For the Entrance Procession:
Mark 11:1-10 or John 12:12-16
Psalm 24 & Psalm 47
Ps 22:8-9, 17-20, 23-24
USCCB Podcast of the Readings:
At The Procession With Palms.
A reading from the Holy Gospel according to Mark.
When Jesus and his disciples drew near to Jerusalem,
to Bethphage and Bethany at the Mount of Olives,
he sent two of his disciples and said to them,
“Go into the village opposite you,
and immediately on entering it,
you will find a colt tethered on which no one has ever sat.
Untie it and bring it here.
If anyone should say to you,
‘Why are you doing this?’ reply,
‘The Master has need of it
and will send it back here at once.'”
So they went off
and found a colt tethered at a gate outside on the street,
and they untied it.
Some of the bystanders said to them,
“What are you doing, untying the colt?”
They answered them just as Jesus had told them to,
and they permitted them to do it.
So they brought the colt to Jesus
and put their cloaks over it.
And he sat on it.
Many people spread their cloaks on the road,
and others spread leafy branches
that they had cut from the fields.
Those preceding him as well as those following kept crying out:
Blessed is he who comes in the name of the Lord!
Blessed is the kingdom of our father David that is to come!
Hosanna in the highest!”
Good News Reflection: Your gift to Jesus
For Palm Sunday, before we get caught up in the Passion of the Cross — the hardships and sufferings and death of Jesus that he endured because of his tremendous love for us — let’s take a look at the passion of the woman who anointed Jesus with perfume.
In those days, there were no deodorants and indoor plumbing for taking showers to get rid of body odors caused by the hot, sweaty climate. And bath-houses were not readily available for everyone. So people made perfumes.
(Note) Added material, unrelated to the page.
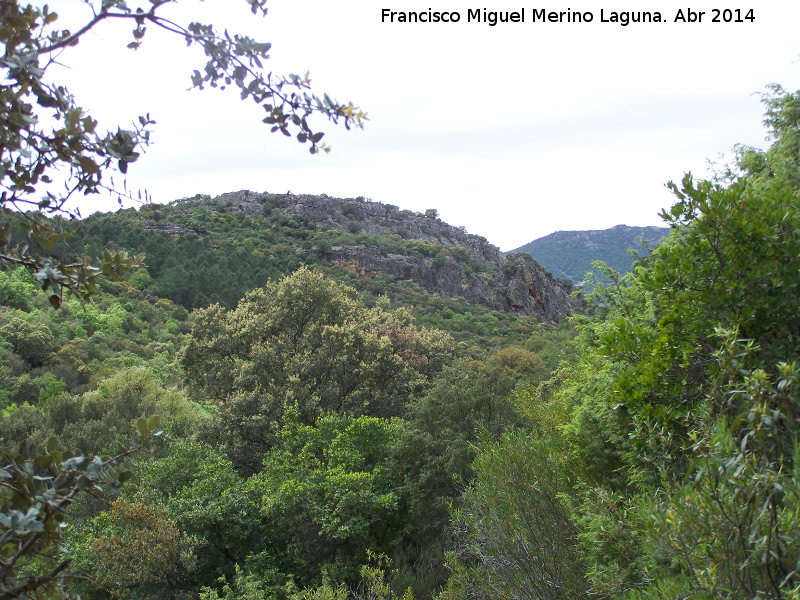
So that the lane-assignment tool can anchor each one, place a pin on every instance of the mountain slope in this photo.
(569, 254)
(206, 250)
After creating a mixture of oils and herbs, they let it sit in a jar to ferment. The longer they stored it, the more potent — and valuable — it became.
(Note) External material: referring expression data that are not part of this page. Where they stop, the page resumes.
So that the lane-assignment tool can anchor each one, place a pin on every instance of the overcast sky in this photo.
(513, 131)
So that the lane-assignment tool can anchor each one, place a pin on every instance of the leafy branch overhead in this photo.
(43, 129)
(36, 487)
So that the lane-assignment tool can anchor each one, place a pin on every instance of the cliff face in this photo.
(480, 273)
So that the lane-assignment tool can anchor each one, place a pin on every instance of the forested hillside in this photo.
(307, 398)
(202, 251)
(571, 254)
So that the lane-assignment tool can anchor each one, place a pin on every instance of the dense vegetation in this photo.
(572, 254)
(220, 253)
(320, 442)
For the perfume in this scripture to be a “costly” gift for Jesus, it must have been fermenting for a very long time.
When we want to give someone a gift, we usually head to the store to buy something new. Right? But our most precious possessions are those that have been important to us for many years. Giving them to others feels like a very huge sacrifice.
What do you hold onto because it means so much to you? What has been fermenting in value because you’ve had it for such a long time?
Can you imagine giving it away? Most of us couldn’t do it unless we feel very passionate about the person to whom we give it. The giving has to be more valuable than the keeping. This happens only because of love.
How passionate do you feel about Jesus? What’s so precious to you that it’s hard to let go of — something that he’d appreciate receiving from you? Are you willing to sacrifice this because of the love you feel for him? Do you feel that much love for him?
In other words, what’s in your alabaster jar? Are you ready to pour it out to Jesus, freely and generously?
Think about what he poured out for you so freely and generously. Think about this all week, at Mass on Holy Thursday, and on Good Friday, and in the tomb-like quiet of Holy Saturday.
And again, ask yourself: “What’s so precious that it’s hard to let go of — something that Jesus would appreciate receiving?” And then give it to him before the week ends; he will give you a new victory on Easter.
Questions for Personal Reflection:
Prayerfully imagine yourself sitting at the feet of Jesus. Knowing what Holy Week is all about and the sacrifice he made for you on the Cross, how do you feel about him? What gift can you give him as a thank-you? Nothing seems good enough, but what’s so precious to you that anointing Jesus with it will be a gift of sacrificial love?
Questions for Community Faith Sharing:
What’s in your alabaster jar? What talents or treasures or wisdom have you stored up, saved, protected, and developed, or what have you put on a shelf and forgotten about? As we prepare for Good Friday, come up with ideas on how to offer these saved-up gifts to Jesus. Why are these gifts like perfume to Jesus?
Beloved Jesus, what can I give You in return for everything You have done for me? Nothing! Nothing equals Your love spilled on the Cross. May my life, Lord, be a continuous praise to Your unlimited, unequaled love! Amen.